Reflectance type sensors detect light photons that are scattered
back to the detector.
[0034] For pulse oximetry applications using either transmission or
reflectance type sensors, the oxygen saturation of the patient's
arterial blood may be determined using two or more wavelengths of
light, most commonly red and near infrared wavelengths. Similarly,
in other applications, a tissue water fraction (or other body fluid
related metric) or a concentration of one or more biochemical
components in an aqueous environment may be measured using two or
more wavelengths of light, most commonly near infrared wavelengths
between about 1,000 nm and about 2,500 nm. It should be understood
that, as used herein, the term "light" may refer to one or more of
infrared, visible, ultraviolet, or even X-ray electromagnetic
radiation, and may also include any wavelength within the infrared,
visible, ultraviolet, or X-ray spectra.
[0035] Pulse oximetry and other spectrophotometric sensors, whether
transmission-type or reflectance-type, are typically placed on a
patient in a location conducive to measurement of the desired
physiological parameters. For example, pulse oximetry sensors are
typically placed on a patient in a location that is normally
perfused with arterial blood to facilitate measurement of the
desired blood characteristics, such as arterial oxygen saturation
measurement (SpO.sub.2). Common pulse oximetry sensor sites include
a patient's fingertips, toes, forehead, or earlobes. Regardless of
the placement of the sensor 10, the reliability of the pulse
oximetry measurement is related to the accurate detection of
transmitted light that has passed through the perfused tissue and
has not been inappropriately supplemented by outside light sources
or modulated by subdermal anatomic structures. Such inappropriate
supplementation and/or modulation of the light transmitted by the
sensor can cause variability in the resulting pulse oximetry
measurements.
[0036] FIG. 2 is a block diagram of an embodiment in which the
patient monitor is a pulse oximeter 12 that may be capable of
implementing presently disclosed embodiments. That is, various
embodiments of the presently disclosed ensemble averaging methods
may be implemented as data processing algorithms that are executed
by a microprocessor 26, which is provided as a component of the
pulse oximeter 12 in the illustrated embodiment. Further, it should
be noted that the embodiments of the present invention may be
implemented as a part of a larger signal processing system used to
process signals for the purpose of determining a desired
physiological characteristic. As such, the microprocessor 26 may be
operated alone or in conjunction with other processors in the
signal processing system to implement the presently disclosed
ensemble averaging methods. Again, presently contemplated
algorithms that the microprocessor 26 may execute are described in
more detail below.
[0037] Turning now to operation of the illustrated system, light
from a light source 28 passes into a blood perfused tissue of a
patient 30 and is scattered and detected by photodetector 32. The
sensor 10 containing the light source 28 and the photodetector 32
may also contain an encoder 34 that provides signals indicative of
the wavelength of light source 28 to a decoder 35 to allow the
pulse oximeter 12 to select appropriate calibration coefficients
for calculating oxygen saturation. In some embodiments, the encoder
34 may, for example, be a resistor. For further example, in other
embodiments, the encoder 34 may be a memory device.

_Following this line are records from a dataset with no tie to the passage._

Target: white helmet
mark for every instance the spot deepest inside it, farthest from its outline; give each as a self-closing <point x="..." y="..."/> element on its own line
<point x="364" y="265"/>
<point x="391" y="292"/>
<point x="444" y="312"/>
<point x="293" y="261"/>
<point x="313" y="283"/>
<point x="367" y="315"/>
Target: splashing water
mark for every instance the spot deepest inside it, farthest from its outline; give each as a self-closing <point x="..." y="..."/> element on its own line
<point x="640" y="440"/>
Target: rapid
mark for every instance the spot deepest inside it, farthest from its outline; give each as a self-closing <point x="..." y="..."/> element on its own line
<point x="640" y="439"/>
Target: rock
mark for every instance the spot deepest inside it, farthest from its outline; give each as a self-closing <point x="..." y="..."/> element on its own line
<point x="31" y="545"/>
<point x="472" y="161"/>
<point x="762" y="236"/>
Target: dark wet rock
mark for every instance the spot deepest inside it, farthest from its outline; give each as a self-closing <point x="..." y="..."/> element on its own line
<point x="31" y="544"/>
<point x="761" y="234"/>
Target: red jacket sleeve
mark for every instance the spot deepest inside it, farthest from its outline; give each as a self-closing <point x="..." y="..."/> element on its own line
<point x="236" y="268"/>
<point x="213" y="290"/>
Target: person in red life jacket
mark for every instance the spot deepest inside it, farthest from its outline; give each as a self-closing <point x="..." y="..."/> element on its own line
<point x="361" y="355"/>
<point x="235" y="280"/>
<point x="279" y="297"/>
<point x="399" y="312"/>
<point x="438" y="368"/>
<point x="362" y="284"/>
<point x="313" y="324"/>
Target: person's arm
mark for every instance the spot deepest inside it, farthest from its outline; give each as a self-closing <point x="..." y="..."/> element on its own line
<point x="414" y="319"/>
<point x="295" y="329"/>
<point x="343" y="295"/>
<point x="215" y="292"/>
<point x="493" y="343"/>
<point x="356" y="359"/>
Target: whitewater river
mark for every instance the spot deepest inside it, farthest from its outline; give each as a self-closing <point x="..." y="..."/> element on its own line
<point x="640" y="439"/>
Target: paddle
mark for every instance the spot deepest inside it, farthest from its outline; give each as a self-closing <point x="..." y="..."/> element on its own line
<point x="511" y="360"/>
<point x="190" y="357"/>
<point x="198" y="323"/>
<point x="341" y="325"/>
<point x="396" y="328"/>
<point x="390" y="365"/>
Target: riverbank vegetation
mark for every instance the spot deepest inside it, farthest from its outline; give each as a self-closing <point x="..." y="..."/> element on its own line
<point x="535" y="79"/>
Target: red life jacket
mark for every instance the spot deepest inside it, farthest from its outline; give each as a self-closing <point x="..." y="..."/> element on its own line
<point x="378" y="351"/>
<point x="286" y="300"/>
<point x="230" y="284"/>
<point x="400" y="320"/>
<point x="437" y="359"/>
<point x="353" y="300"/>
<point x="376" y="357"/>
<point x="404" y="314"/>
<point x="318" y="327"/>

[0038] The sensor 10 is connected to the pulse oximeter 12. The
pulse oximeter 12 includes the microprocessor 26 connected to an
internal bus 36. A random access memory (RAM) memory 38 and a
display 40 are also connected to the bus 36. A time processing unit
(TPU) 42 provides timing control signals to light drive circuitry
44, which controls when light source 28 is illuminated and, if
multiple light sources are used, the multiplexed timing for the
different light sources. The TPU 42 also controls the gating-in of
signals from photodetector 32 through a switching circuit 46. These
signals are sampled at the proper time, depending upon which of
multiple light sources is illuminated, if multiple light sources
are used. The received signal is passed through an amplifier 48, a
low pass filter 50, and an analog-to-digital converter 52. The
digital data is then stored in a queued serial module (QSM) 54, for
later downloading to RAM 38 as QSM 54 approaching its capacity. In
one embodiment, there may be multiple parallel paths of separate
amplifier, filter and A/D converters for multiple light wavelengths
or spectra received.
[0039] Based on the value of the received signals corresponding to
the light received by photodetector 32, microprocessor 26 will
calculate the desired blood characteristics, such as blood oxygen
saturation, using various algorithms. These algorithms may require
coefficients, which may be empirically determined, corresponding
to, for example, the wavelengths of light used. These and other
parameters, constants, and so forth, may be stored in a read only
memory (ROM) 56. In a two-wavelength system, the particular set of
coefficients chosen for any pair of wavelength spectra is
determined by the value indicated by encoder 34 corresponding to a
particular light source in a particular sensor 10. Additionally, a
variety of control inputs 58 may be utilized in the calculation of
the desired blood characteristics. Control inputs 58 may be, for
instance, a switch on the pulse oximeter, a keyboard, or a port
providing instructions from a remote host computer. Furthermore,
any number of methods or algorithms may be used to determine a
patient's pulse rate, oxygen saturation or any other desired
physiological parameter.
[0040] The brief description of the embodiment of the pulse
oximeter 12 set forth above serves as a basis for describing
presently disclosed embodiments of ensemble averaging methods for
accommodating a width of the most recent pulse that is different
from the width of the current ensemble average, which are described
below in conjunction with FIG. 2. Specifically, FIG. 3 illustrates
an embodiment of a method 60 that may be stored to memory and
implemented by processing circuitry (e.g., microprocessor 26) to
ensemble average a detected waveform from a pulse oximeter that has
pulses of varying lengths, for example, due to a time-varying heart
rate of a patient.
[0041] In particular, the method 60 includes receiving data
corresponding to an ensemble average waveform (block 62). In some
embodiments, the received ensemble average waveform may be an
ensemble average of a variety of previously acquired pulses in the
detected waveform acquired by the pulse oximeter. However, in other
embodiments, the ensemble average waveform may be the waveform
corresponding to a single pulse of the detected waveform, for
example, during startup of the pulse oximeter when only a single
pulse has been acquired at the time that the data is received.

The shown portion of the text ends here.